***
Nelle quattro pareti quattro
dove sono nata non c’era polvere. Non c’era
tempo per farsi le ossa e incenerirle nei posacenere,
nemmeno entrava dalle finestre la fuliggine degli operai
morti, perché noi stavamo chiusi eravamo sacri, una
preghiera per gli altri
in ginocchio a lavare tutto, guardare le nostre facce
tonde nelle mattonelle rotte
che non specchiavano mai.
***
E sento ancora due colpi in fila,
sembra un tonfo un buco aperto e
poi chiuso sul bossolo, la terra se lo mangia
per dimenticarlo.
Solo l’orecchio ode in lontananza – non è la vita
dicono – fa male per un nulla un niente
e muore solo chi deve, gli storni
troppo evidenti a muoversi come maree,
sulla palude immaginaria agli occhi.
Sparano ancora, e io ascolto
mi ritrovo bambina nel bosco, il bastone è pesante
per tenere i serpenti nei buchi, mai visti
non ricordo un morso, sono leggende per pavidi
per me, che ho paura dei fruscii più delle bestie
o del cacciatore mascherato da albero,
con due tronchi divisi per gambe e uno stomaco solo
a digerire la morte.
Anima mia fossi un’ala che riposa sull’aria
da “La lingua della città” (inedito).
***
Guardarsi dentro, trovare cosa.
Sentire la città, i suoi cani innocenti
le piazze periferiche e nessuna bellezza da dimostrare,
quattro alberi in croce a ricordare la volontà di Dio,
i portoni sporchi a riflettere l’estraneità.

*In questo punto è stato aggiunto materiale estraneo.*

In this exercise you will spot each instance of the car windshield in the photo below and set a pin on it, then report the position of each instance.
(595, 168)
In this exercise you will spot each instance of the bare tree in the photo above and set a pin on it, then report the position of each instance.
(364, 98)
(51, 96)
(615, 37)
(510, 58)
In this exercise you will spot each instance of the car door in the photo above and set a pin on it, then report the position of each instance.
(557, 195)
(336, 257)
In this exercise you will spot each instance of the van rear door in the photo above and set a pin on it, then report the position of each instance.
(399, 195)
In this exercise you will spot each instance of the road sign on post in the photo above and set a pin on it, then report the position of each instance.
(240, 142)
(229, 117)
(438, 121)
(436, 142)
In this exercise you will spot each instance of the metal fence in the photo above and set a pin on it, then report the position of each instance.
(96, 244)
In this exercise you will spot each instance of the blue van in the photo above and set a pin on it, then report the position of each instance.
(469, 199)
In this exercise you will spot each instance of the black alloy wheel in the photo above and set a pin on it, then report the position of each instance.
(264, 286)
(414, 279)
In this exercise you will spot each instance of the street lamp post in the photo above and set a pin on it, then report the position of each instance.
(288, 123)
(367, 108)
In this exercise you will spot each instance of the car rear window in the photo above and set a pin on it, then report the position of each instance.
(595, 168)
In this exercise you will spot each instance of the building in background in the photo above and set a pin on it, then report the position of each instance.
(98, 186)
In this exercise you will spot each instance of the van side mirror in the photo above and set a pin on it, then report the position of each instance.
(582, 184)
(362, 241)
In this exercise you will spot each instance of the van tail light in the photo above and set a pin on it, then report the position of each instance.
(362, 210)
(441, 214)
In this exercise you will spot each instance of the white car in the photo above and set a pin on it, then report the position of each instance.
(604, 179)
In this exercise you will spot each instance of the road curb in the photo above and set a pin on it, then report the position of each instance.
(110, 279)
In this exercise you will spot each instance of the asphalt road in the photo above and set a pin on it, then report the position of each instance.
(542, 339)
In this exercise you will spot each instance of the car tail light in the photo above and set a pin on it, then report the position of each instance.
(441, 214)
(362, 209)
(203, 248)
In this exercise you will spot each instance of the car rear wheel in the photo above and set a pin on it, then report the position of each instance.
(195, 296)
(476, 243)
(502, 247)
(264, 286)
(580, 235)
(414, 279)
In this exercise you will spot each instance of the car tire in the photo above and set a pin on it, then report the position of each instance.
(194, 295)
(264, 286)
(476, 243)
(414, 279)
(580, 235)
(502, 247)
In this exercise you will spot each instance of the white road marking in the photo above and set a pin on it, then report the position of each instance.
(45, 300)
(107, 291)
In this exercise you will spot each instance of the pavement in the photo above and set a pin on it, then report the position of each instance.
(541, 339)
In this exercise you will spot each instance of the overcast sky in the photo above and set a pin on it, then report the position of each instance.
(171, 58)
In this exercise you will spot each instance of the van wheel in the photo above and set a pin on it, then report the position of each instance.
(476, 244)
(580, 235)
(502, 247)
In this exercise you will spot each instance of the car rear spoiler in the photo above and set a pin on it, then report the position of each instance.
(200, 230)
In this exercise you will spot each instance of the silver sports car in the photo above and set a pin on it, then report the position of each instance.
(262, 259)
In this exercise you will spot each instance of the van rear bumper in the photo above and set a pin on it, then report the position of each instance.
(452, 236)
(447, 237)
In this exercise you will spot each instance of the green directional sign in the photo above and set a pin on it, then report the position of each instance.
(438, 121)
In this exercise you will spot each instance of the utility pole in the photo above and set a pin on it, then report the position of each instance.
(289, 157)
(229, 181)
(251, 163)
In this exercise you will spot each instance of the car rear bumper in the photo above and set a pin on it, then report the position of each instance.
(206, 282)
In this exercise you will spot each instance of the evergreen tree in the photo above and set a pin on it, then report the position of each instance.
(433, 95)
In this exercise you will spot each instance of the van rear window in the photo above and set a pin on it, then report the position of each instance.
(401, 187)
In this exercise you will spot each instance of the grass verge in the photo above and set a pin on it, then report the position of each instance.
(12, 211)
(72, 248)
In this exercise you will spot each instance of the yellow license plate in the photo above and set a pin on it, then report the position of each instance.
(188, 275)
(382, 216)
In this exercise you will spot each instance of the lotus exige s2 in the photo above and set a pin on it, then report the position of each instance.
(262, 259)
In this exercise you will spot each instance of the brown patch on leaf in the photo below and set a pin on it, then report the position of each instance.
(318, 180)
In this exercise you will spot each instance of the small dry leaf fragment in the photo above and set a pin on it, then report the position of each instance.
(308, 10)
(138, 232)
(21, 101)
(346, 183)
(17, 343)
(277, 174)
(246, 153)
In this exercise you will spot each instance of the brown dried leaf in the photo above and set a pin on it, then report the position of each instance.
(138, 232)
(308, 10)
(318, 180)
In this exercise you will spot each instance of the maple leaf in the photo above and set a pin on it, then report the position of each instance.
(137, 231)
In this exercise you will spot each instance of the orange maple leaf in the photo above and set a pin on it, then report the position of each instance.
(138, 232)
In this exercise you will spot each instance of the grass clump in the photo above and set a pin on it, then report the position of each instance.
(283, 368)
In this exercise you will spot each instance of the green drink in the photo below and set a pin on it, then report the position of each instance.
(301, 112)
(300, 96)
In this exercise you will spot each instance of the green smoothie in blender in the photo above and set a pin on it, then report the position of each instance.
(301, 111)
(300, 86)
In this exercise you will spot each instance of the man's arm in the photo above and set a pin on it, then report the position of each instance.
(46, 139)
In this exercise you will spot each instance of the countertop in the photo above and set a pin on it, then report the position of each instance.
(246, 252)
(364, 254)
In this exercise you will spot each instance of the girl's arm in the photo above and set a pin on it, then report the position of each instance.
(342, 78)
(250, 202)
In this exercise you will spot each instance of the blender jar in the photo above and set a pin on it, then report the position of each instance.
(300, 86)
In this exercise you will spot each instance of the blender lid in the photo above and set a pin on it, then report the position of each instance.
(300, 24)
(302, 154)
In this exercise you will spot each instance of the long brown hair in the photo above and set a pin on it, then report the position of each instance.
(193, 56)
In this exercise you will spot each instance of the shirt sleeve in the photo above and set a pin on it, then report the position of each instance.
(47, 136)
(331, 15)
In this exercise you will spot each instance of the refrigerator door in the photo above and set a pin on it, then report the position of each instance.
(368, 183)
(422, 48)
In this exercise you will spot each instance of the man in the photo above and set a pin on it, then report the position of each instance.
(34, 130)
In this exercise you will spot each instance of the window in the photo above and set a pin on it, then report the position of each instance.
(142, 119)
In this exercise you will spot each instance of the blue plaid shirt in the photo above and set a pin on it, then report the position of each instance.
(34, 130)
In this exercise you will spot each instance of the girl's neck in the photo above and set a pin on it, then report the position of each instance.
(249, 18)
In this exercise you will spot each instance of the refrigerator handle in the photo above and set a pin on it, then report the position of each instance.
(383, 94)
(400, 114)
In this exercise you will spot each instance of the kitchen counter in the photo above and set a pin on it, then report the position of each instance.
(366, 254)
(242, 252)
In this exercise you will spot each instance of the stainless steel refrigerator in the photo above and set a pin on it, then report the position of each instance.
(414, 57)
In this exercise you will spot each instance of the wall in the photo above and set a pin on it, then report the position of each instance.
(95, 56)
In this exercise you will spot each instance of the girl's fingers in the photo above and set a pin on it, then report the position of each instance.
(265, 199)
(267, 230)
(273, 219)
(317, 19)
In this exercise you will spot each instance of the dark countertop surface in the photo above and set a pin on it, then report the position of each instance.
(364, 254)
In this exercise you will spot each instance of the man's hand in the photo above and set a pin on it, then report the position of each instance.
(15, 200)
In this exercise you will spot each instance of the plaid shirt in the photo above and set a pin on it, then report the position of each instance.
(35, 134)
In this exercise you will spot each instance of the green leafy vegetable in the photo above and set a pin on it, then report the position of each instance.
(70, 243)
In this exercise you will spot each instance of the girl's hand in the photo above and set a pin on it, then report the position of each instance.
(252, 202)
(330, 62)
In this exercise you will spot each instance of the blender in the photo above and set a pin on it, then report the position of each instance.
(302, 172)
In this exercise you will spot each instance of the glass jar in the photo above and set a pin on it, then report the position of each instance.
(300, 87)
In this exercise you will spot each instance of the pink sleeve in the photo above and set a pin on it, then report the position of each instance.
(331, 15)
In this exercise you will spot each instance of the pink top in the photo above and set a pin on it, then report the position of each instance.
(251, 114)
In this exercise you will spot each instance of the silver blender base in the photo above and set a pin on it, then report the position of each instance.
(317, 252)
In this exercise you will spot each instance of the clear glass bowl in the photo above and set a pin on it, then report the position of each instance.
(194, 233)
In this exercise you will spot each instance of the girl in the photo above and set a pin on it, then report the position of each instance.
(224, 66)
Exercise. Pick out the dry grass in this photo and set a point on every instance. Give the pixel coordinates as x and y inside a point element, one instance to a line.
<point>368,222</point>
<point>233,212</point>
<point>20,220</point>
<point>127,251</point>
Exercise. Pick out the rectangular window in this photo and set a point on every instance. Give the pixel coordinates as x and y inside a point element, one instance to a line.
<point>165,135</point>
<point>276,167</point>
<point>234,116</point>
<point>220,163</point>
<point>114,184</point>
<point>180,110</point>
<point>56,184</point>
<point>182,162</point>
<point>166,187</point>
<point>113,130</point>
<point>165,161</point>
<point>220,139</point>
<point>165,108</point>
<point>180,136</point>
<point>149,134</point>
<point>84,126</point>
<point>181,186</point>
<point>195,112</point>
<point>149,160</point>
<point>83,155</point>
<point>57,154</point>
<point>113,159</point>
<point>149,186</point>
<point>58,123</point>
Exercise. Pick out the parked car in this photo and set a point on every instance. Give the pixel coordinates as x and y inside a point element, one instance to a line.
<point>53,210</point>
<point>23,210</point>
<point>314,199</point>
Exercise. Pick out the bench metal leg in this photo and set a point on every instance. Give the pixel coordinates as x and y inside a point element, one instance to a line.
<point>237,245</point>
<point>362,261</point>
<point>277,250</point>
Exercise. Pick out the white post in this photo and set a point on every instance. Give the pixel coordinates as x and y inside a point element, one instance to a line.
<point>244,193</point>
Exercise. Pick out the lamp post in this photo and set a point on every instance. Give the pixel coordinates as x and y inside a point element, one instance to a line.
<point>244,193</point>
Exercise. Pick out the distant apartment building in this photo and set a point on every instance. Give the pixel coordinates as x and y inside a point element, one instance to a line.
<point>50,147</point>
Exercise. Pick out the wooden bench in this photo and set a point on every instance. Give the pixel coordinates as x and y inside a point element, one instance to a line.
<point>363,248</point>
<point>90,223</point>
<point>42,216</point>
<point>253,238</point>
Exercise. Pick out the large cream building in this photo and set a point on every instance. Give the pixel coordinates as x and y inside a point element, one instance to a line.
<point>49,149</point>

Si ferma a questo il coraggio.
***
La città non mi ha insegnato la sua lingua,
non ho voluto impararla, fa paura
ascoltare il suono dell’abisso,
il buio nella gola che chiama.
Quella è la voce della città quando chiama,
la notte è come il giorno, la luce si chiude
alle palpebre, e i bambini tra le mani
chiedono la luna amano la vita. Noi no,
siamo sabbia che vorremmo sommersa.
***
La pelle è il ritratto delle stagioni,
l’estate ci dimentica, soffoca le telline
sotto piedi avidi a ripa di mare.
Fa male essere bambini,
usare maschere vedere l’abisso
poi emergere come esseri umani.
Il tempo porta l’eco delle risa a riva,
comanda alle mani invecchiate dall’acqua
di sciogliere al sale le nostre squame.
Prega di avere ragione.
Mara Venuto è nata a Taranto, e vive a Ostuni. Ha pubblicato, tra l’altro, la raccolta di racconti/monologhi Leggimi nei pensieri (Cicorivolta Edizioni, 2008), il monologo teatrale The Monster (Edit@ Casa Editrice Libraria 2016), e le raccolte poetiche Gli impermeabili (Edit@ Casa Editrice Libraria 2016), e Questa polvere la sparge il vento (Edit@ Casa Editrice Libraria 2019).